Custom Data Sources

Custom data sources allow you to extract data from third-party systems that expose data via APIs. These sources support integration responses and help retrieve content when none of the standard DRUID data source types apply.

Custom data sources can include databases, where each table represents a node, and table content represents records (such as articles). You can also use them to extract data from systems like Confluence, Zendesk, and Salesforce Ticketing/KB.

How Custom Data Sources Work

Custom Knowledge Base (KB) data sources enable DRUID to access and retrieve data from external systems using DRUID integrations (DRUID Connectors). This approach leverages DRUID's existing Hybrid Deployment capabilities to securely access on-premise data sources.

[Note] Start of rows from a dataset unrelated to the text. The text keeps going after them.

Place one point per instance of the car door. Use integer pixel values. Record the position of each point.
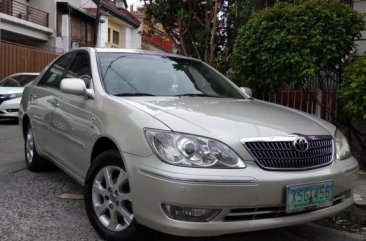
(72, 120)
(42, 102)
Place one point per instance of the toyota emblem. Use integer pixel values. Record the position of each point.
(300, 144)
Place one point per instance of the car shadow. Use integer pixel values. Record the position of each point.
(9, 122)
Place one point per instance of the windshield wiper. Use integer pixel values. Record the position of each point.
(134, 94)
(198, 95)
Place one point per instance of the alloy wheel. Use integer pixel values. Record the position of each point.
(111, 198)
(29, 146)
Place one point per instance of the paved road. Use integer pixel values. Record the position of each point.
(30, 209)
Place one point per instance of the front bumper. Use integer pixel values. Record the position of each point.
(10, 108)
(250, 190)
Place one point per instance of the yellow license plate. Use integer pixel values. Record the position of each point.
(311, 196)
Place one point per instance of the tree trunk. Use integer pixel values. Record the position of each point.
(213, 32)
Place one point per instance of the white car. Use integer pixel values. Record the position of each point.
(11, 90)
(167, 142)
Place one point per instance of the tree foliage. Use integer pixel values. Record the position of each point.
(294, 41)
(352, 92)
(205, 29)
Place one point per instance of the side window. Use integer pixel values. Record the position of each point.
(52, 77)
(80, 68)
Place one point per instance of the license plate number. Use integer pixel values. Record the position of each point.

To create a custom data source, you need to configure two key processes (integrations):

  • Crawl Integration – Responsible for discovering and retrieving the structure (nodes and hierarchy) of the data source, including file nodes.
  • Extract Integration – Responsible for extracting the actual content from the files identified and retrieved by the Crawl Integration.

The Crawling Process

The crawling process is iterative, meaning it repeats until a specific condition is met. It starts at a defined point in the data source and retrieves nodes and their immediate child nodes. This process continues, exploring each level of the hierarchy, until one of the following occurs:

  • Crawl Depth limit reached: The crawling process reaches the maximum depth level specified in the crawling configuration.
  • No more child nodes available: The crawling process reaches a point in the hierarchy where a node has no further child nodes.

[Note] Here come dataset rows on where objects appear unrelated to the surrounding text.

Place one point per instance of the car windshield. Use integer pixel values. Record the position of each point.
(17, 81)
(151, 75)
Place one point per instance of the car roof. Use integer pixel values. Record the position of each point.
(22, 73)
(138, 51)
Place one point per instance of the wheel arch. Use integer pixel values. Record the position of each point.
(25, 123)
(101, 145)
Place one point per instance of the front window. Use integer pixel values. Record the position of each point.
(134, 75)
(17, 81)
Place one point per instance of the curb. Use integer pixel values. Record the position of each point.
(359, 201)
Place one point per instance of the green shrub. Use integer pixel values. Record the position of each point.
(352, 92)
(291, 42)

The Crawl integration is executed for each node during the crawling process. The number of times it's executed depends on the configured crawl depth.

For example:

  • Depth = 1: The integration runs once at the root level (level 0) and retrieves all direct child nodes of the root.
  • Depth = 2: The integration runs for the root node (level 0) and then once for each of its direct child nodes (level 1). If the root node has 10 child nodes, the integration executes 11 times in total (once for the root and once for each child node).

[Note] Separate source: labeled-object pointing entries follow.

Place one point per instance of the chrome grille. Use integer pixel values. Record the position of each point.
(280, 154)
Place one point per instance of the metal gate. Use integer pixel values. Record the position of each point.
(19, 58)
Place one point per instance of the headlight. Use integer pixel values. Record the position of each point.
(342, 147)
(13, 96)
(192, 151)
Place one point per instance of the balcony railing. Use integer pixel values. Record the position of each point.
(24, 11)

During each execution, the crawling integration populates the request entity with the data of the currently processed node. This includes the parent node's ID, specifically the [[KBCustomDSDiscoverTask]].ParentNode value, which is essential for correctly establishing the hierarchical relationship between nodes in the data source.

The Extraction Process

The extraction process focuses on retrieving the content from the files identified during crawling. The Extract integration is executed once for each node discovered in the data source, and as such, it is designed to deliver the content of a single node per execution.

The DRUID KB Engine orchestrates this by invoking the Extract integration for every node, populating the request entity with the relevant information for that specific node.

For example, if the crawling process discovers 15 nodes under the root, the DRUID KB Engine will execute the Extract Integration 15 times, once per node, to extract their respective content.

Setting up custom data sources

This section describes how to set up a custom data source.

Step 1: Create an integration for node crawling

To create a crawling integration:

  1. Search for the system entity [[KBCustomDSDiscoverTask]] and create an integration for crawling.

    Add a custom code integration task and other integrations to accommodate your use case (REST, SQL, SOAP, etc.).

  2. Note:  The crawling integration must exclusively use this dedicated system entity; otherwise, it will not appear in the data source configuration panel.
  3. Define the crawling logic.
Copy
Crawling logic template
 (function main() {

     // Retrieve the incoming request entity
     let requestEntity = Context.GetRequestEntity();

     // Create a response entity of type KBCustomDSDiscoverTask
     let responseEntity = EntityFactory.CreateEntityByName("KBCustomDSDiscoverTask");

     // Create a KBWebsitePage entity (represents a knowledge base item)
     var pageItem = EntityFactory.CreateEntityByName("KBWebsitePage");
     pageItem.Name = "Page Name"; // Replace with actual name
     pageItem.Url = "Page URL"; // Replace with actual URL
     pageItem.Processed = true; // Mark as processed
     pageItem.Context = {
         "customField1": "value1",
         "customField2": ["item1", "item2"]
     };
     pageItem.ExternalObjectId = "unique-external-id"; // Replace with actual external ID
     pageItem.ExternalObjectType = "3"; // Replace with actual type value (e.g., 3 for text/html)
     pageItem.ContentMimeType = "application/pdf"; // Change based on content type (e.g., text/html, application/json)
     pageItem.PageType = 1 // to stop in-depth navigation once the desired depth has been reached
     pageItem.Id = generateUUID() // see below the function definition

     // Create a collection to store page items
     let nodes = EntityFactory.CreateCollection("KBWebsitePage");
     nodes.Add(pageItem);

     // Set the response entity properties
     responseEntity.DataSource = requestEntity.DataSource;
     responseEntity.Nodes = nodes;
     responseEntity.Status = 1;
     responseEntity.Context = requestEntity.Context || {};

     // Add additional context fields if needed
     responseEntity.Context["customResponseField"] = "customValue";

     // Set the response entity and complete the action
     Context.SetResponseEntity(responseEntity);
     Context.CompleteAction();

 })();

 function generateUUID() {
     return 'xxxxxxxx-xxxx-4xxx-yxxx-xxxxxxxxxxxx'.replace(/[xy]/g, function(c) {
         var r = Math.random() * 16 | 0,
             v = c == 'x' ? r : (r & 0x3 | 0x8);
         return v.toString(16);
     })
 }

How this template script works:

  1. Retrieves the request entity (which contains input details for crawling, like depth).
  2. Creates a response entity (KBCustomDSDiscoverTask) to hold the crawled nodes.
  3. Creates a KBWebsitePage node representing an item (such as a table or file).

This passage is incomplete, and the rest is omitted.